The high percentage of mortality found in C. alliodora in S2 spacing (Fig. 2a) was due to the loss of one plot, which could be the consequence of poor handling of the plant seedlings during the establishment of the plot. This problem was found only in this plot. An increase in mortality was observed after 10 months in the S2 and S3 spacings of G. arborea (Fig. 2c) due to a tree in the natural forest near the boundary of the plantation falling on the plantation, which directly affected the plots of these two spacings, causing from this moment on an increase in tree mortality. However, apart from these events, for the four species, the wide spacings (S4 and S3) had lower mortality than the narrow spacings (S2 and S1). This result suggests that the level of tree competition at narrow spacing causes an increase in their mortality. Several factors contribute to mortality in SRC (Paris et al. 2011): (i) initial implantation of a plantation leads to the tree’s growth until it reaches the maximum resource availability that the site can support (Paris et al. 2011). However, growth is limited once competition among the trees begins and resource release through mortality occurs (DeBell et al. 1996). (ii) The second aspect is the amount of resources in the soil, which conditions tree survival (Laureysens et al. 2004). Competition is greater on sites that lack the necessary resources for tree growth, which leads to the mortality of some individuals (Dillen et al. 2013).

So, the conditions of the soil and the demand for resources at the site where the SRC system was established were probably inadequate for D. panamensis, G. arborea, and T. grandis (Fig. 2b-d), more so given the tree’s need for resources at the spacings applied (Paris et al. 2011). As a result, tree mortality at the various spacings was high, so tree survival was low (Fig. 2c).

In the comparison of mortality of the different species with other studies, it was found that Tenorio et al. (2016; 2018) reported mortality between 23 and 60% at 24 months old for G. arborea in different spacings and 44 to 56% in two clones of this species at 24 months old (Tenorio et al. 2019), which agreed with values found for this species in this study (Fig. 2c). According to the above authors and the results obtained in this study, site fertility is important for the establishment of the SRC of G. arborea since some of the sites analyzed in Costa Rica showed survival rates of 95% due to favorable site conditions. In relation to D. panamensis, it was reported that mortality was 50% at 36 months (Gaitan-Alvarez et al. 2020), values higher than those obtained for these species in the presented study (Fig. 2b). The fact that D. panamensis is a species with less mortality seems to indicate that it is the species that is best adapted to the conditions of the site.

Tree height and diameter increased with age for all four species (Figs. 3 and 4). The increase in diameter and height with age corresponds to the normal development of trees in the early years, where the tree tries to position itself in height and then begins its development in diameter (Ryan and Yober 1997). For these two dasometric parameters, the effect of spacing was observed; the wider spacings (S4 and S3) presented greater diameter and height than the narrow spacings (S2 and S1) but with a more evident effect on the diameter parameter (Figs. 3 and 4). SCR with high density (narrow spacing, such as S2 and S1) have small diameters due to the high competition between trees (Gspaltl et al. 2013), which was observed in all species studied (Figs. 3 and 4).
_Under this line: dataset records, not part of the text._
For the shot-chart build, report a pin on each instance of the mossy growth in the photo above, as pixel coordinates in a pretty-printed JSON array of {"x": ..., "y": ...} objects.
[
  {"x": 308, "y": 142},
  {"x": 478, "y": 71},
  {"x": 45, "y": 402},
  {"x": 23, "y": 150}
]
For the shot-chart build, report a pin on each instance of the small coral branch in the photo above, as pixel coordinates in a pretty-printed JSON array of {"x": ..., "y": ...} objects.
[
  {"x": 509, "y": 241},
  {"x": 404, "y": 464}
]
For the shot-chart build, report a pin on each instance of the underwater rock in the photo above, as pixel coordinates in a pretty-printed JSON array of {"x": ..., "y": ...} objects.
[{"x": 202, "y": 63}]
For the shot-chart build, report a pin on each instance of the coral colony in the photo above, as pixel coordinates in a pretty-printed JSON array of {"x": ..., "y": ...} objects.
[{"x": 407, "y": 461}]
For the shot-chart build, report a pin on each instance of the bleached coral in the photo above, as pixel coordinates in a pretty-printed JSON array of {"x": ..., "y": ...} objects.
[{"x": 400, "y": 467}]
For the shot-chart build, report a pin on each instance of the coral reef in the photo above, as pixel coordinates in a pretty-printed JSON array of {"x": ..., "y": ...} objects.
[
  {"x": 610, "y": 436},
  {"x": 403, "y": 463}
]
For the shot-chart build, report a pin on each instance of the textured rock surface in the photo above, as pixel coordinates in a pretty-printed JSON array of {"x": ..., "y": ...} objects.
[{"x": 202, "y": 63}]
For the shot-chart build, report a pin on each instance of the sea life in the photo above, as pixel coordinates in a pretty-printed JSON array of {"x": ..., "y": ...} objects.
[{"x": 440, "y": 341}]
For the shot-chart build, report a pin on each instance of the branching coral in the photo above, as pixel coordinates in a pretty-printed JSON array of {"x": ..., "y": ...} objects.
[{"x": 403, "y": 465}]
This difference in spacing was presented after 22 months for height (Fig. 3) and 12 months for diameter (Fig. 4). The lack of this difference in the first months is attributed to the fact that during these months, the level of competition between the trees is still too low to produce differences (Widyati et al. 2022). Although this study did not determine crown intertwining among trees (the visible evidence that competition begins), it barely started, so competition was low (Li et al. 2017). From a physiological point of view, trees during their early years will focus their development mainly on stability and subsistence in order to survive (Li et al. 2017), so at early ages, the tree’s growth will be in height at narrow spacings such as S3 and S4 (Fig. 3), which produce greater competition. This spacing presents less development than the wider spacings such as S1 and S2 (Fig. 3), since diameter growth is not important for survival.
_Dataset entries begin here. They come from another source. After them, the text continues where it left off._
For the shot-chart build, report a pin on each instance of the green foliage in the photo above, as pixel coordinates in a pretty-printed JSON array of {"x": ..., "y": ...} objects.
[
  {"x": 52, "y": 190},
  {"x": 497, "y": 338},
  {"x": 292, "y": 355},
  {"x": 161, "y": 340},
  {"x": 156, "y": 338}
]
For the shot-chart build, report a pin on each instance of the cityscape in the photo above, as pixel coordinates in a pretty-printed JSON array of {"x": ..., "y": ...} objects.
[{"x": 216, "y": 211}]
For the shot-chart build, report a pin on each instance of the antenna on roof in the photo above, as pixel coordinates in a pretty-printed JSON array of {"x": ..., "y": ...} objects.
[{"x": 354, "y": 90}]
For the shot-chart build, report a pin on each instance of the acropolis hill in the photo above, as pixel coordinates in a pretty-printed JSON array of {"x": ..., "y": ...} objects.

The average basal area is an important parameter widely used in plantations for sawlog production (Niemczyk 2021). The narrower spacings (S1 and S2) presented higher basal area averages than the wider spacings (S3 and S4) in the four species (Fig. 5). This behavior was to be expected, since the basal area is defined as the sum per unit area of all the trees, which means that it is a combination of the diameter and the quantity of trees. Therefore, wider spacings, such as S3 and S4, will present a greater basal area than those with the lowest density, such as S1 and S4. This result agrees with the eucalyptus species growing in SRC (Rockwood et al. 2019). On the other hand, it is observed that in C. alliodora (Fig. 5a), G. arborea (Fig. 5c), and T. grandis (Fig. 5c), a decrease in basal area in S2 spacing was observed at the age of 34 months. The performance of these trees suggests they are already entering the competition, so it would be prudent to harvest these species if that spacing is used (Rockwood et al. 2019).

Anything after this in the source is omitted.